Best rediscovery: Red Rose Speedway, as noted above.

Best opener: Hmm..."Alsatian Cousin"? Not a particularly strong year for my album openers, because as much as I like the song, it isn't a master-stroke.

Best first listen: I'd probably go for Tug Of War, even if it didn't end the year as high as Viva Hate. Even now I can't escape the amazing melodies. And I try!

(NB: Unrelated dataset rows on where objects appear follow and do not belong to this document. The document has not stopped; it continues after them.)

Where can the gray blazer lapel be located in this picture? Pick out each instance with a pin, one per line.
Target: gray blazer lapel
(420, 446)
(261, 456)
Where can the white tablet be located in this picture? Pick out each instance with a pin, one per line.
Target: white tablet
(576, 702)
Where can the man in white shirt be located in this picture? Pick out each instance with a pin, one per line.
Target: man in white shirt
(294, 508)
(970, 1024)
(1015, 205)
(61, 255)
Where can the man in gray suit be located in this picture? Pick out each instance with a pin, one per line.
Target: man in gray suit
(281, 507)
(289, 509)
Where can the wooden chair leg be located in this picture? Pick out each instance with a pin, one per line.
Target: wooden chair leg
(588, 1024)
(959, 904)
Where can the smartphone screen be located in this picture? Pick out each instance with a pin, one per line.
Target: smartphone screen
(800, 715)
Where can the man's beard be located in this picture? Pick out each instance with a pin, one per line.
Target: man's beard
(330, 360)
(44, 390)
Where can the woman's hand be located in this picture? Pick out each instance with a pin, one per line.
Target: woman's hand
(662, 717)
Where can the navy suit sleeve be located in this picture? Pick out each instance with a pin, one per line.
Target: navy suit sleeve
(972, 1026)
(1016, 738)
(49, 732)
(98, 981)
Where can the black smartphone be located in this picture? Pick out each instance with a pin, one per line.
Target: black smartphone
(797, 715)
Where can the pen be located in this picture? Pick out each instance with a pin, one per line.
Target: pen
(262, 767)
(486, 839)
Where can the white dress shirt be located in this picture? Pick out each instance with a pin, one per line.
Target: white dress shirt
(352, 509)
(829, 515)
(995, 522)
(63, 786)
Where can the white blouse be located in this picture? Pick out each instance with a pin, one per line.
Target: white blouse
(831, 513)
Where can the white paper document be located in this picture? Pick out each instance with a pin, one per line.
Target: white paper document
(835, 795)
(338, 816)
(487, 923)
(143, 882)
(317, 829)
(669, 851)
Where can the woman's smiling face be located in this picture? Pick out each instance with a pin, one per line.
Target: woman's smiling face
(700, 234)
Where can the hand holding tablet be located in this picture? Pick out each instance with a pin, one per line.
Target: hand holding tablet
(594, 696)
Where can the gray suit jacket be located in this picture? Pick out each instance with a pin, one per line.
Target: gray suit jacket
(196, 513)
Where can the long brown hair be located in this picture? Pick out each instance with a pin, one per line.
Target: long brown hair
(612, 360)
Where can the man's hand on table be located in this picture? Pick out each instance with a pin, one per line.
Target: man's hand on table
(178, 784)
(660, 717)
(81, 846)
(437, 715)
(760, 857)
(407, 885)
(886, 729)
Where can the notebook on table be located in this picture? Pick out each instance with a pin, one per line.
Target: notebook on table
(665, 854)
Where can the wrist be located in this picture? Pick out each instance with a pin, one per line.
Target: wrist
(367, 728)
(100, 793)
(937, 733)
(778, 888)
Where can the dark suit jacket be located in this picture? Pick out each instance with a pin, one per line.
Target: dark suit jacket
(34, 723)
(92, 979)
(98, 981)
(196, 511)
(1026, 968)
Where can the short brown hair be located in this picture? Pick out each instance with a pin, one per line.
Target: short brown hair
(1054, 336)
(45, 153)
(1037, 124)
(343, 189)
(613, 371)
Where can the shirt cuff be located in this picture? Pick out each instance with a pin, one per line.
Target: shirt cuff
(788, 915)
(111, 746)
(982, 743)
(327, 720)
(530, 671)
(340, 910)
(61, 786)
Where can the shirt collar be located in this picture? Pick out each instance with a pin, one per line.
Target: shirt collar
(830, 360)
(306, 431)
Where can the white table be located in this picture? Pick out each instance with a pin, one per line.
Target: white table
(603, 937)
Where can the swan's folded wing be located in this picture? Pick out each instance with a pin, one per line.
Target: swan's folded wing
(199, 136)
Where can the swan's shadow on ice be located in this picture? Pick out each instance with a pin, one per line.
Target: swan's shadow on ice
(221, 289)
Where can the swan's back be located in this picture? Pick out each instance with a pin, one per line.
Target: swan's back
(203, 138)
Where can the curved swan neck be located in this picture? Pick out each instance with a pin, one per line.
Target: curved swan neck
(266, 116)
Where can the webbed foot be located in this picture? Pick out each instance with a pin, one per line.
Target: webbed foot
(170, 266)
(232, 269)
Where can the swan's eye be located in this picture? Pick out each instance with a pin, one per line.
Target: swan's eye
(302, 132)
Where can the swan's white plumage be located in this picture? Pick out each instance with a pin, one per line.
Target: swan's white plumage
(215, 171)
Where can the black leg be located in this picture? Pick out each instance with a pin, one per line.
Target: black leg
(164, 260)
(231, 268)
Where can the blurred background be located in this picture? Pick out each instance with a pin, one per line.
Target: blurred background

As always, I love the predictions for next year! Once again, I failed to do most anything on last year's predictions (although I did get some Cave albums). Perhaps next year will feature...more Randy Newman and John Prine? That's all I got, I'm afraid - things aren't looking up for the year ahead!
All these years on, and some things just don't change. I once again provided entertainment to the poor comrade who happened to run into me after it was done, as I was imagining aloud the various hoops I've have to jump through in order to make up for that joke of a performance. He took it all very well, and he had enough foresight in him to claim that my mutterings of B+'s were tantamount to, how should I put it, s/+/S/g. Unlike that great southern land, the land of the free took very little time to prove him right. The discrepancy between expectation and result wasn't as bad as one particular incident the astute reader will recall, but it was bad enough for me to realize that I still have a loong way to go. At least I can provide more entertainment as I stumble through.

Friday, December 07, 2007

On occasion, I imagine that I somehow receive an insight into another's character and taste, and imagine these to be true with a conviction that, on reflection, is somewhat surprising. It took a split-second for me to decide that yes, R would not disappoint, he of course knew the origins of the song that played on the radio, and we could spend the rest of the journey comparing our opinions of the band's development. Such was my confidence that I had already begun smiling, expecting my glee to be unbounded when he confirmed my instinct. So, sure of the answer, I chanced my hand and asked him what he thought of the track. Indifference, he said, after a half-bewildered pause that conveyed as much. Equally quickly, my fanciful dream was robbed, and I was forced to smile weakly and blather about some tangential topic, trying hard to mask the very real disappointment I felt. Another loss, yes, but it isn't all that bad, really. If I ever achieve a straight hit, the rewards will surely be worth any embarassments incurred along the way.